Gil Vicente: Um dos artistas mais polivalente da nossa história
A Rua Gil Vicente estende-se entre a rua Gago Coutinho e a Avenida José Estêvão. Liga o coração da Chave ao centro da Cale da Vila. É uma rua sinuosa, pois terá sido construída sobre caminho de terra batida, por onde circulavam pessoas e carros de vacas, como era hábito nas Gafanhas, onde as exigências do trânsito automóvel não existiam. Foi dedicada ao criador do teatro português, Gil Vicente, que qualquer estudante conhece bem, pelos autos de sua lavra que nas escolas secundárias e liceus são motivo de estudo.
Gil Vicente foi um artista polivalente, se olharmos com atenção para a sua biografia. Terá nascido em 1466 e falecido em 1536. Digo terá, porque ainda não há consenso sobre as datas precisas do seu nascimento e morte. Sabe-se, isso sim, que ficou para a história como dramaturgo e como poeta, mas ainda como músico, encenador e ator. Aliás, sabe-se que o seu primeiro auto, o Auto da Visitação, também conhecido por Monólogo do Vaqueiro, foi apresentado nos aposentos da rainha D. Maria, consorte de D. Manuel I, para celebrar o nascimento do príncipe e futuro rei D. João III. Trata-se, segundo os estudiosos, de um marco histórico do teatro português.

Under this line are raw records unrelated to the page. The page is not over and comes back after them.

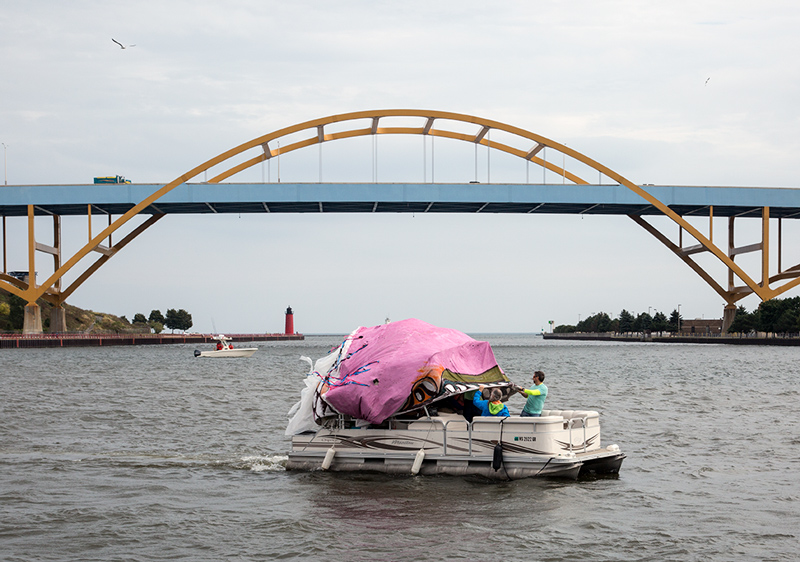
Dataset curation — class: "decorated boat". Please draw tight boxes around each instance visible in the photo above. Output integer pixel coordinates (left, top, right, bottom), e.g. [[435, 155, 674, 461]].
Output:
[[194, 334, 258, 357], [286, 319, 625, 480]]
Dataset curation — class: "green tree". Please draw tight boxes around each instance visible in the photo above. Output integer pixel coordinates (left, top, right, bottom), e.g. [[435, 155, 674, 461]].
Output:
[[619, 308, 634, 334], [653, 312, 668, 332], [164, 308, 192, 332]]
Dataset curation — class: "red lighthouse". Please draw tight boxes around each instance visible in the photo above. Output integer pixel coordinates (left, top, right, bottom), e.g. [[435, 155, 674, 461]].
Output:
[[283, 306, 294, 336]]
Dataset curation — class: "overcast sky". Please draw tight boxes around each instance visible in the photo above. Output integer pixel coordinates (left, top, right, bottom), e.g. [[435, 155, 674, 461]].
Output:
[[0, 0, 800, 334]]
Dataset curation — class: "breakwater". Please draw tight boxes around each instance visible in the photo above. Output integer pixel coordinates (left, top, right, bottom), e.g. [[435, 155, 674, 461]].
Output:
[[542, 332, 800, 346], [0, 333, 305, 349]]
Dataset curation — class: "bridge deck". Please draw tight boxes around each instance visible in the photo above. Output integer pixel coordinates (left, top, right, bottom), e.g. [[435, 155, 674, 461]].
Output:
[[0, 183, 800, 218]]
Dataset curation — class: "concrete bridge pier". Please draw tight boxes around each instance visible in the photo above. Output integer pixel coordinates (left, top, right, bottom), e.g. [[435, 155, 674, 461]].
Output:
[[50, 305, 67, 333], [22, 303, 43, 334], [722, 304, 736, 334]]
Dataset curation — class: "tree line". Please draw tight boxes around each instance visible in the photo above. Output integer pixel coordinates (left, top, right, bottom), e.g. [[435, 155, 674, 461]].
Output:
[[122, 308, 192, 334], [553, 308, 683, 334], [553, 297, 800, 334]]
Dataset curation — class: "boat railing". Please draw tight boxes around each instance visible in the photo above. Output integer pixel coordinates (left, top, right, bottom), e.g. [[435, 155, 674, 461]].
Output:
[[567, 416, 589, 453]]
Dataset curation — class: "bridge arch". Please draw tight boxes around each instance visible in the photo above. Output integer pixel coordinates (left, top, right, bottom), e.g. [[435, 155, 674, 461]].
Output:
[[0, 109, 800, 330]]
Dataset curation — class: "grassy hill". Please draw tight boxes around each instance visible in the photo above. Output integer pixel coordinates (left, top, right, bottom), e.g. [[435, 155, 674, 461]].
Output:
[[0, 290, 150, 334]]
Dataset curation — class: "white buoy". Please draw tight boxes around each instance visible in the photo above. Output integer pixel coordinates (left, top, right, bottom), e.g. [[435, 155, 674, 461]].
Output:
[[411, 449, 425, 476], [322, 447, 336, 470]]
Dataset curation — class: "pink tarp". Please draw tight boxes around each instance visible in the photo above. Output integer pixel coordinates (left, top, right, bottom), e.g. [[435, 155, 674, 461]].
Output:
[[324, 319, 508, 423]]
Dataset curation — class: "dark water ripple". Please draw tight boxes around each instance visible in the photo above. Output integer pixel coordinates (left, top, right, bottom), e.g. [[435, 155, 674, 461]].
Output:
[[0, 336, 800, 561]]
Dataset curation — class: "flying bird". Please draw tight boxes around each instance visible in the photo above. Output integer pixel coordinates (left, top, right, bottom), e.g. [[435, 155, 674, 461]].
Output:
[[111, 37, 136, 49]]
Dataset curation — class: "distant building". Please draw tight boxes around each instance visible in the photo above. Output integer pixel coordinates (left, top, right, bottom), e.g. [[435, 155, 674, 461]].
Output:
[[681, 318, 722, 336]]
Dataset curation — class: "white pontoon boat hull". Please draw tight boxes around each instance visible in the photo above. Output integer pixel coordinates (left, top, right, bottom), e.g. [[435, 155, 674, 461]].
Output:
[[194, 347, 258, 357], [286, 410, 625, 480]]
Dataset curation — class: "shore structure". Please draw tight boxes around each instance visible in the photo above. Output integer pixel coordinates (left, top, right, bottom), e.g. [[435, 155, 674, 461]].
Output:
[[0, 333, 305, 349]]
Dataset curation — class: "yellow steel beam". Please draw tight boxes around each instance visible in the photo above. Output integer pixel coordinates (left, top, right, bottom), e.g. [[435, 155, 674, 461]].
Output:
[[9, 109, 800, 302]]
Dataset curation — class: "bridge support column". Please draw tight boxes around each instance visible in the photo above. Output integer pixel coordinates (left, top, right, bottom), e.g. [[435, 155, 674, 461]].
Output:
[[22, 303, 42, 334], [50, 306, 67, 333], [722, 304, 736, 334]]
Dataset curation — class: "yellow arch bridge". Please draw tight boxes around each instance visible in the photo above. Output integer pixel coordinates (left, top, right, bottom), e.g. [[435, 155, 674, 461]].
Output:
[[0, 109, 800, 333]]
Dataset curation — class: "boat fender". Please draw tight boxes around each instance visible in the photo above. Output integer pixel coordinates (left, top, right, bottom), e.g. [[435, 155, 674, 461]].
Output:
[[492, 443, 503, 472], [411, 449, 425, 476], [322, 447, 336, 470]]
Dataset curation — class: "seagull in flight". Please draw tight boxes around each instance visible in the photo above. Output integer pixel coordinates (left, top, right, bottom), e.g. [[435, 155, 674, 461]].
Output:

Aquela cena teve lugar no dia 8 de junho de 1502, perante o rei e a rainha, estando ainda presente a rainha D. Leonor, viúva de D. João II, e D. Beatriz, mãe do rei D. Manuel.
A Gil Vicente é atribuída a célebre Custódia de Belém, obra-prima da ourivesaria portuguesa, recentemente restaurada. O local de nascimento do pai do teatro português não é conhecido. Apontam-se Barcelos e Guimarães, terras de ourives, mas Lisboa e Beiras também reivindicam a naturalidade do dramaturgo e poeta.
Não se conhecendo, com rigor, as datas de nascimento e morte, nem tão-pouco a terra onde nasceu, a verdade é que a sua obra literária, sobretudo, o impõe como um artista que ocupa lugar cimeiro na História de Portugal.
A obra vicentina reflete a passagem da Idade Média para o Renascimento, fazendo o balanço de uma época marcada por regras inflexíveis impostas pelas hierarquias e pela sociedade, ao mesmo tempo que questiona, criticando, a vida e os usos e costumes da época em que viveu.
Gil Vicente usou um estilo caracterizado por um humor fino e corajoso, sofrendo muitas vezes as consequências das suas irreverências. Os autos da Barca do Inferno, da Barca do Purgatório e da Barca da Glória, bem como a Farsa de Inês Pereira, continuam a merecer nos nossos dias a atenção dos agentes do teatro, pois exibem uma atualidade digna de nota, pela acutilância com que o autor denuncia comportamentos menos corretos.